We now distinguish two cases, namely \(3x-1>0\) and \(3x-1<0\).
In both cases we multiply the inequality on both sides by \(3x-1\) because we then get a linear inequality, for which we know there is a solution method.

Suppose \(3x-1>0\), i.e. \(x> {{1}\over{3}}\). Then we get \(3<7(3x-1)\).
When we move everything with \(x\) to the left and all constant terms to the right, we get \(-21x<-10\).
Then, dvision by the coefficient of \(x\)gives \(x > {{10}\over{21}}\).
So we have the following system of inequalities: \(x> {{1}\over{3}}\,\wedge\; x > {{10}\over{21}}\)
and this simplifies to \(x\gt{{10}\over{21}}\).

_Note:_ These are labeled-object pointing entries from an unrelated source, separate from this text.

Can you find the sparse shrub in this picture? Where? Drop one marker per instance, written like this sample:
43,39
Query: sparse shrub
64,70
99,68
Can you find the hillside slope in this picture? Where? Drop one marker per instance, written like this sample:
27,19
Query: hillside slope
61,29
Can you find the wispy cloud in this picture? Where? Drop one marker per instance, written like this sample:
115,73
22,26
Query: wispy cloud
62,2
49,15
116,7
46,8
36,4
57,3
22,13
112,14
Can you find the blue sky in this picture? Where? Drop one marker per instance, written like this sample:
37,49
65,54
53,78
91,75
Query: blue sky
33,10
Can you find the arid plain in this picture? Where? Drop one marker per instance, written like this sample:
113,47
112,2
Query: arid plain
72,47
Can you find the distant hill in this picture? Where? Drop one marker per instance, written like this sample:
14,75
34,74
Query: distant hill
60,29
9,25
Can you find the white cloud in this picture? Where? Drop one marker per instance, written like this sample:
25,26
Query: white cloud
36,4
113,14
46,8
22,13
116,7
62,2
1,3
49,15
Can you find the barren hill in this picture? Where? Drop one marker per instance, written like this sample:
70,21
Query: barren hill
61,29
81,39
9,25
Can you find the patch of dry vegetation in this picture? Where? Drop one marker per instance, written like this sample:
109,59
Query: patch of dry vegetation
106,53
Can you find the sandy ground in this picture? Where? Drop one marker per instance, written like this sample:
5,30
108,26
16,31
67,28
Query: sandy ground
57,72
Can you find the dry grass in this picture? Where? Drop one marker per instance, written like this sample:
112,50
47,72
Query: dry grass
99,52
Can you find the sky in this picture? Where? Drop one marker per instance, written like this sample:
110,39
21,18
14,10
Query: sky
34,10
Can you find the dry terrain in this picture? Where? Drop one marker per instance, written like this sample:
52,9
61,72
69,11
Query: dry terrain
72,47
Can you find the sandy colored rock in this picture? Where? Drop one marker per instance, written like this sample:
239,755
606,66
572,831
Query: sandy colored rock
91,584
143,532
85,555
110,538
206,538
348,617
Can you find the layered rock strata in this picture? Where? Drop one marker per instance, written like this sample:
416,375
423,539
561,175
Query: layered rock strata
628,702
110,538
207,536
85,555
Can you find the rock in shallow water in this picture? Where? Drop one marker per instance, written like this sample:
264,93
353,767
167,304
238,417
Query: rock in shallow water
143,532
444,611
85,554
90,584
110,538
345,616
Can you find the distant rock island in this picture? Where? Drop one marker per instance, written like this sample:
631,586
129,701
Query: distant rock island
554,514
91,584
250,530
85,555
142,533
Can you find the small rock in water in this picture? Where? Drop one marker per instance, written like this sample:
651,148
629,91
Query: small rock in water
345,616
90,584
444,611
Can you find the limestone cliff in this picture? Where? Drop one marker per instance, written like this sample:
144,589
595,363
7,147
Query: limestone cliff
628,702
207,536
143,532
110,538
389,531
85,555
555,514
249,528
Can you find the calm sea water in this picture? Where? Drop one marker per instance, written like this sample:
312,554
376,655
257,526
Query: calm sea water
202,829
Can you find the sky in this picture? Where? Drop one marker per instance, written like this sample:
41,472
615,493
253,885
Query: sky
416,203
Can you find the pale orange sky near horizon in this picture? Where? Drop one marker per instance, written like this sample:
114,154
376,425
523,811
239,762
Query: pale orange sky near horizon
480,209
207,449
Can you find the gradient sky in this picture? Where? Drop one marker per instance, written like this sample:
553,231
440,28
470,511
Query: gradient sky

Suppose \(3x-1<0\), i.e. \(x< {{1}\over{3}}\). Then we get \(3>7(3x-1)\).
When we move everything with \(x\) to the left and all constant terms to the right, we get \(-21x>-10\).
Then, division by the coefficient of \(x\) gives \(x < {{10}\over{21}}\).
So we have the following system of inequalities: \(x< {{1}\over{3}}\,\wedge\; x < {{10}\over{21}}\)
and this simplifies to \(x\lt {{1}\over{3}}\).

The solution of the original inequality is \(x\lt {{1}\over{3}}\;\vee\;x\gt{{10}\over{21}}\).